There is something fundamentally wrong when someone can be elected to public office without a single vote cast.
That's the case in the Town of Hilton Head Island's council election Nov. 8. Three sitting council members have no opposition, so their names will not be on the ballot. The only reason for most people to go to the polls -- and it's a very good one -- is that Mayor Tom Peeples faces challenger Jim Campbell for the mayor's seat. Ballots in the Hilton Head Public Service District also will have two candidates for the District 4 commissioner seat.
A change in state election law two years ago says unopposed candidates in municipal elections and special elections to fill a statewide seat are automatically elected, without even a vote. And it does not allow for write-in candidates to challenge the unopposed seats unless they formally file a write-in campaign two weeks before the election.
Hilton Head officials asked that the three council members, John Safay, George Williams and Bill Mottel, be put on the ballot despite the law and were told no.
Why pass such a law? To save time and money, election officials said. Asked if saving money trumps Hilton Head officials' concerns about not having names on the ballot, Beaufort County elections director Agnes Garvin said, "That is correct."

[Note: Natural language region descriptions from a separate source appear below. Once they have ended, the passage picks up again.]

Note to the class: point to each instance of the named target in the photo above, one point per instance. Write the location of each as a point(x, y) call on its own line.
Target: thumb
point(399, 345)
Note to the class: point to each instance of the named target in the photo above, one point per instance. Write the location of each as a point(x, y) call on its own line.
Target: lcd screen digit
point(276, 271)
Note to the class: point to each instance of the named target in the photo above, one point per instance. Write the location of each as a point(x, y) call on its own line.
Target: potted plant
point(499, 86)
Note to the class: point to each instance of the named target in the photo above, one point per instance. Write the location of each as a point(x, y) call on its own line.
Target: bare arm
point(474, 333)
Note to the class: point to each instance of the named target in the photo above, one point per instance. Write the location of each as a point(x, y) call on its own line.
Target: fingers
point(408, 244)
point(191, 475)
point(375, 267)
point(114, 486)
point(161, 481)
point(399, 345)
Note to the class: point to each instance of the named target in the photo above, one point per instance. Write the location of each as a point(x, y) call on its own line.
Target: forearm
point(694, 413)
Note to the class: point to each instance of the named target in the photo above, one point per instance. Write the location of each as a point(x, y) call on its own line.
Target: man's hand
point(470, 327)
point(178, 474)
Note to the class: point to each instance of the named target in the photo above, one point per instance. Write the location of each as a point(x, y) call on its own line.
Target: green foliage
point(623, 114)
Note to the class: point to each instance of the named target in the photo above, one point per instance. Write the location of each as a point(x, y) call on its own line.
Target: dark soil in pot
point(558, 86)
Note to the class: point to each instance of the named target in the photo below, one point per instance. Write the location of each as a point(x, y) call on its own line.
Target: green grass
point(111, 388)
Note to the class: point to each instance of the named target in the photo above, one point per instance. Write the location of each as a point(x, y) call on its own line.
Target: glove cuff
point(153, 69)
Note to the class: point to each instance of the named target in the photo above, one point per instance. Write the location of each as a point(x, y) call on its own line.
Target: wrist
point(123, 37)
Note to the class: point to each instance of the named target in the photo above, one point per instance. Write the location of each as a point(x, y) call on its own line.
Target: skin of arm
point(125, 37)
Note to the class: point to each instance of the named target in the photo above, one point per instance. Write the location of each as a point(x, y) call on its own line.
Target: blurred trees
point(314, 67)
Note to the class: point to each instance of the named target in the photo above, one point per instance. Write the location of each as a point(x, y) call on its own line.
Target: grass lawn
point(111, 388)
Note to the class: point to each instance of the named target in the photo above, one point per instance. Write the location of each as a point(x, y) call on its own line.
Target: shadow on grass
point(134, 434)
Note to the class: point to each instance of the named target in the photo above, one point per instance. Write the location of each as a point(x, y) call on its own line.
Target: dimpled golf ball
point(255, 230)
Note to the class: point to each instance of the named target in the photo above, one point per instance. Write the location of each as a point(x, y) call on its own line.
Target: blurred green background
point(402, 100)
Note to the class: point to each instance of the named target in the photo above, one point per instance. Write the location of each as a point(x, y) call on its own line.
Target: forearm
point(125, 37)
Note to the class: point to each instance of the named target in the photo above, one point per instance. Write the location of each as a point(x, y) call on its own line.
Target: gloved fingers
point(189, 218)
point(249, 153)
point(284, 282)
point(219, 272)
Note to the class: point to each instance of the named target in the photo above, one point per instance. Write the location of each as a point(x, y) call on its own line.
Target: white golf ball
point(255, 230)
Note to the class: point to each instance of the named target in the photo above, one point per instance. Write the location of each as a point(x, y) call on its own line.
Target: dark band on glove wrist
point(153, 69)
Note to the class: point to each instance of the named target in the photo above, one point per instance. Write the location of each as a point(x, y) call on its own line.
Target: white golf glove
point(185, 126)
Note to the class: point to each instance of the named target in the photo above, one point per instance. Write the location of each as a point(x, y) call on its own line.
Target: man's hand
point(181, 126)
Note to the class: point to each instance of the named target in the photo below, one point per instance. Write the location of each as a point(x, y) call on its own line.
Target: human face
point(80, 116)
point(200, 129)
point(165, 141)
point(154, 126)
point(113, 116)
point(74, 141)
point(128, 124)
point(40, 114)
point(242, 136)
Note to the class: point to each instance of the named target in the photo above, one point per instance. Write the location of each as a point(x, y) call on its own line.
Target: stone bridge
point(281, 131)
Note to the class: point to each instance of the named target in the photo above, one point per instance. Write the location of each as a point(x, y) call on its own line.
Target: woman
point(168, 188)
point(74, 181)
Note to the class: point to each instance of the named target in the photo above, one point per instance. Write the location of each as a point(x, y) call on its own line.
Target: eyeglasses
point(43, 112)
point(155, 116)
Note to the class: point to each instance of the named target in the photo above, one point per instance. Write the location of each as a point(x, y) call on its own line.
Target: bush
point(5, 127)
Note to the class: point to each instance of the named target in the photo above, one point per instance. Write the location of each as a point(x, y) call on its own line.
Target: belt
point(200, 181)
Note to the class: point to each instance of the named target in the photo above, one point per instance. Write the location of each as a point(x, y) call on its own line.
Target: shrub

How about the premise that voters should be able to express what they think of the candidates who have stood up for office? Why shouldn't we able to make a statement by not voting for a particular candidate or writing in another choice?
Who among us at some point in their voting career has not written in a name -- your spouse, the neighbor down the street, Mickey Mouse -- to tell someone, somewhere you didn't want that choice on the ballot?

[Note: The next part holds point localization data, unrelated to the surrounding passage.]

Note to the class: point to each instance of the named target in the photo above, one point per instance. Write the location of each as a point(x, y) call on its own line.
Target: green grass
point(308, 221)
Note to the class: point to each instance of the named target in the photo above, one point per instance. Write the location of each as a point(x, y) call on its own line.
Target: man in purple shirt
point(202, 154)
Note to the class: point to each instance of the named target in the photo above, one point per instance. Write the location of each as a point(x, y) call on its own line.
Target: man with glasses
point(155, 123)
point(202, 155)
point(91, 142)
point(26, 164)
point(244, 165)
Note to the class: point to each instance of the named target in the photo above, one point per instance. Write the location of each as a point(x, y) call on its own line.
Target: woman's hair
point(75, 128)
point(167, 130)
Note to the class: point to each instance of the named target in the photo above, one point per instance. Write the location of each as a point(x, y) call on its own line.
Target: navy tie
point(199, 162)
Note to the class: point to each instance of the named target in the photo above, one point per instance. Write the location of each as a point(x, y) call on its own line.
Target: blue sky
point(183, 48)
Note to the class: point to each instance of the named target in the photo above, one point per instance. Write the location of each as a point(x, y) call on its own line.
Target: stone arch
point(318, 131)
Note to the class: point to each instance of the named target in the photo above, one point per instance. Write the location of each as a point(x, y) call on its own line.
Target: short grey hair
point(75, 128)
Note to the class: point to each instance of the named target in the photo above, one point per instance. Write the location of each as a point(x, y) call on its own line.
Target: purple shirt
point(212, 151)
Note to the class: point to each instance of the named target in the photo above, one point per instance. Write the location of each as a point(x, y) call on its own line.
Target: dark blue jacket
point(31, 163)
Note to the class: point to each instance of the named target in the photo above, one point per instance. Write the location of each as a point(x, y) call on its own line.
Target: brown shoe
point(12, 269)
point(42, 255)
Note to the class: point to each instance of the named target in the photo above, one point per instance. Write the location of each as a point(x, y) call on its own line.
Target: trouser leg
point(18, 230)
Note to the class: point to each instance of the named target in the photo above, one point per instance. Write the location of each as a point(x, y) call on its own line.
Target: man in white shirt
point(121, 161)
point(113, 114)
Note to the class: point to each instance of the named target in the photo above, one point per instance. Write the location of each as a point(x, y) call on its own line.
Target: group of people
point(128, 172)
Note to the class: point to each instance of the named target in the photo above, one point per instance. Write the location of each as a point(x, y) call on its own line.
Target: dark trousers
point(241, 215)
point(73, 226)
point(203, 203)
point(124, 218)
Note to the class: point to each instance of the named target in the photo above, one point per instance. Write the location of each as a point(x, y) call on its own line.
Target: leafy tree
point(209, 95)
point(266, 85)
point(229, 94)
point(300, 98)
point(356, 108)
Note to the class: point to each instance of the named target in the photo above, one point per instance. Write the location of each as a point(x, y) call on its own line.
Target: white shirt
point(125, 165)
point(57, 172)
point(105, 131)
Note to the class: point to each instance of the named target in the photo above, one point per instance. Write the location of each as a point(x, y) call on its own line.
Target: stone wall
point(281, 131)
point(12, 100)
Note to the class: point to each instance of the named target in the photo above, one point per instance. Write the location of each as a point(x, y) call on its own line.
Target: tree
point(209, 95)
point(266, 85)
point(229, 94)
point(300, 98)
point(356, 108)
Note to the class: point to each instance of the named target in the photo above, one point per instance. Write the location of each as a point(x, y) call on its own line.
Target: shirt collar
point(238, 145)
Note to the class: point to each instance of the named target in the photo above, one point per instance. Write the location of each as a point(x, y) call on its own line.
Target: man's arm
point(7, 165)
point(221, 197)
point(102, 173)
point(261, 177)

League of Women Voters president Joan Kinne-Shulman is right when she says, "If there are 50 voters in a precinct and only 25 vote for an individual, it tells that individual something, I think."
Changes in state election law are not well advertised. They've even caught county officials flat-footed. In 2001, an effort to get Sunday alcohol sales in the unincorporated parts of the county was derailed when it was pointed out that election law required such a referendum to be held in a general election year. Organizers of the effort had been told the question would be on the ballot of a special election to fill the House seat left vacant by the death of U.S. Rep. Floyd Spence.
But the law had changed in June 2000. Neither county election officials nor the county's then lawyer picked up on the change.
And they expect would-be write-in candidates to know what to do? When are election officials at the state and local levels going to start being proactive about letting us know when election law changes?
The change in the requirements for a write-in candidate are wrong for another reason. Requiring someone to declare their intentions within two weeks of the election does not allow for voters or potential candidates to take into account anything that comes up late in a campaign. The filing deadline for Hilton Head Town Council seats this year was Sept. 1. In a two-month campaign, two weeks is a long time.
It's bad enough we don't get enough candidates filing for office so that we have some choices to make. Now we get no say at all.
And they wonder why people don't show up to vote anymore.